Composé de musiciens issus de l’orchestre Les Talens Lyriques (trois y sont chefs de pupitre), le Quatuor Ruggieri (photographie ci-dessous) signe ici un disque aussi ambitieux que réussi. En tout premier lieu, il faut souligner la solidité des capacités techniques des quatre comparses qui leur permet d’aborder les partitions avec une belle assurance en se concentrant uniquement sur l’expression musicale. Faisant preuve d’une extrême précision dans la mise en place, dans le rendu des nuances et des dialogues, les interprètes livrent des trois œuvres une lecture où la fluidité le dispute à la transparence, sans jamais que cette exigence de lisibilité, au demeurant parfaitement relayée par une prise de son de grande classe d’Alessandra Galleron, s’opère au détriment de la matière sonore, qui possède ce qu’il faut de présence, de chaleur et de couleurs pour séduire complètement. On peine parfois à croire que le Quatuor Ruggieri signe ici son premier enregistrement, tant son approche est empreinte d’autorité sans systématisme ni raideur – on est ici aux antipodes des visions « historiquement informées » précautionneuses, émaciées et aigrelettes – et parvient à conjuguer un indéniable souffle narratif, la fraîcheur d’un regard renouvelé sur ce répertoire peu fréquenté et une déjà belle maturité. Les musiciens ont visiblement pris l’exacte mesure de l’univers d’Onslow et la confiance qu’ils accordent au compositeur, patente dans leur décision de s’en tenir à ses indications sans jamais rien ajouter ou surligner, fait que leur lecture apparaît comme d’une toujours grande justesse, même s’il me semble qu’il leur sera possible de montrer un rien d’abandon et de lyrisme supplémentaires dans leurs réalisations futures, étant entendu qu’il faut bien dégager quelques pistes de progrès, y compris à ce niveau d’excellence. Sans l’ombre d’un doute, cette réalisation brillante et très équilibrée, toute entière placée sous le signe de l’intelligence et de la complicité, constitue non seulement un apport majeur à la discographie d’Onslow mais permet également de lever un peu plus le voile sur l’extraordinaire richesse de la production chambriste française, trop souvent ignorée, de la première moitié du XIXe siècle.

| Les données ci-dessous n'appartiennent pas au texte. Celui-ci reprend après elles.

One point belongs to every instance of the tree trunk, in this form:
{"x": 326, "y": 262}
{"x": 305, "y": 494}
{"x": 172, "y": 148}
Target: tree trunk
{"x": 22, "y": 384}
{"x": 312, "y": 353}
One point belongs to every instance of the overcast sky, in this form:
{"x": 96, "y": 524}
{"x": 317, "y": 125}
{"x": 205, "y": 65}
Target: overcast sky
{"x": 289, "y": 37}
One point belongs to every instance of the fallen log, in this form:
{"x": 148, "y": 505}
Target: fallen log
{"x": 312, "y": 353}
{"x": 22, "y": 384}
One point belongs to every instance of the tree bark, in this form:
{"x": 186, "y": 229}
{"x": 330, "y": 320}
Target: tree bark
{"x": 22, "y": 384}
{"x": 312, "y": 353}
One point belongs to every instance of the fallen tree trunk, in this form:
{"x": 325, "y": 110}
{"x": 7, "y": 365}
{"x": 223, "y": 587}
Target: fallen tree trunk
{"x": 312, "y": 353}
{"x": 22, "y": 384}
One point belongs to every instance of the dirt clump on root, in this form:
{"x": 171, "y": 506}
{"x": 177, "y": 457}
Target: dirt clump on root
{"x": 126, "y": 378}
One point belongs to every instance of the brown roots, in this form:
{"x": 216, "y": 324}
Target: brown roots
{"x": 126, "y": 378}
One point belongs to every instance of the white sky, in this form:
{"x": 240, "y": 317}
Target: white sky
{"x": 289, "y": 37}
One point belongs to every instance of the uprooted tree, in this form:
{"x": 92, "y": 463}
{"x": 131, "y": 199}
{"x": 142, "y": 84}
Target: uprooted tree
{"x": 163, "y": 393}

Je vous recommande donc tout particulièrement ce disque qui fait honneur au compositeur comme aux interprètes et au label qui édite leur travail ; il constitue aujourd’hui, à mon goût, le choix prioritaire évident pour qui voudrait aborder la musique de chambre d’Onslow dans les meilleures conditions possibles. Il est à souhaiter que le Palazzetto Bru Zane puisse continuer à suivre de près l’évolution du Quatuor Ruggieri et lui offrir les possibilités de mettre son talent au service du répertoire romantique. Le travail de ces remarquables musiciens confirme, s’il en était besoin, qu’il n’est plus aujourd’hui nécessaire d’affubler George Onslow du surnom de « Beethoven français » pour qu’il suscite l’intérêt ; il est simplement un grand compositeur qui n’a nul besoin d’être comparé à qui que ce soit pour avoir toute sa place dans nos histoires de la musique et dans nos cœurs.

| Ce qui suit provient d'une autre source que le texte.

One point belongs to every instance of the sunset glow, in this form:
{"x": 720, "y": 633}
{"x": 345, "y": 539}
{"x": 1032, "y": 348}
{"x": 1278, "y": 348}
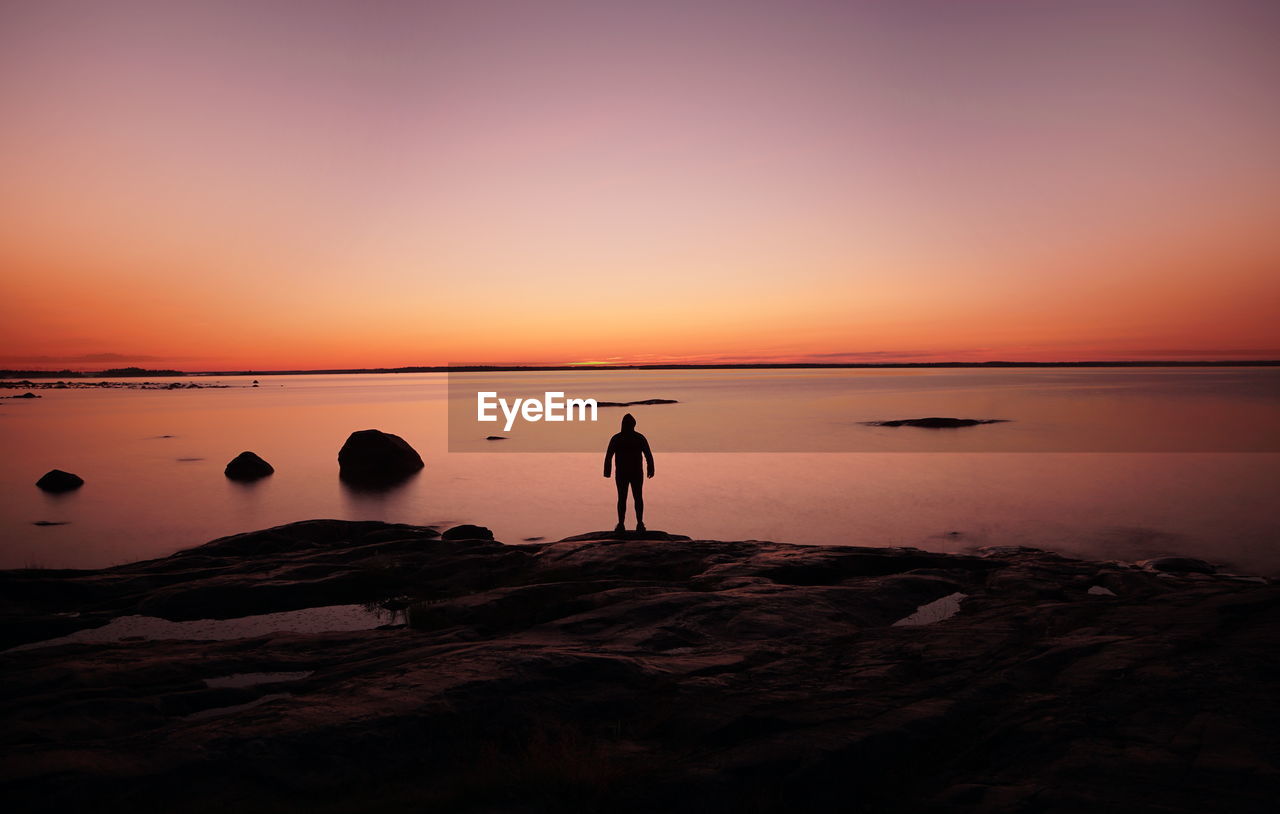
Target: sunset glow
{"x": 330, "y": 184}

George Onslow (1784-1853), Quatuors en ré mineur op. 10 n°2, en fa mineur op. 9 n°3 et en mi bémol majeur op. 21 n°3
Quatuor Ruggieri
Gilone Gaubert-Jacques, violon, Charlotte Grattard, violon, Delphine Grimbert, alto, Emmanuel Jacques, violoncelle
1 CD [durée totale : 69’43”] agOgique AGO006. Incontournable Passée des arts. Ce disque peut être acheté en suivant ce lien.
Extraits proposés :
1. Quatuor en fa mineur op. 9 n°3 :
[I] Moderato
2. Quatuor en mi bémol majeur op. 21 n°3 :
[IV] Finale. Allegro scherzo, quasi Allegretto
Illustrations complémentaires :
Pierre Louis Henri Grévedon (Paris, 1776-1860), George Onslow, 1830. Lithographie, 32 x 24 cm, Paris, Bibliothèque Nationale de France
Achille-Etna Michallon (Paris, 1796-1822), Une cascade au Mont-Dore, 1818. Huile sur toile, 41,3 x 56,2 cm, New-York, Metropolitan Museum
La photographie du Quatuor Ruggieri est de Florence Grandidier, utilisée avec autorisation.
Suggestion d’écoute complémentaire :
En 1994, le Quatuor Mosaïques gravait un disque qui révélait au grand public l’incroyable beauté de trois quatuors dus au trop précocement disparu Hyacinthe Jadin et à son frère ainé Louis-Emmanuel. Toutes les bonnes fées semblaient s’être réunies autour de cet enregistrement réalisé sur quatre instruments d’un maître-luthier parisien de la seconde moitié du XVIIIe siècle, Nicolas Bertrand, dans leur pur état d’origine qui révélait un monde jusqu’alors complètement inconnu, fait d’une écriture parfaitement maîtrisée et de frémissements sensibles toujours émouvants, parfois poignants et traversés de lueurs tragiques, servis par des artistes unis par une magnifique complicité et dotés de moyens techniques superlatifs. Un enregistrement à connaître absolument et à chérir.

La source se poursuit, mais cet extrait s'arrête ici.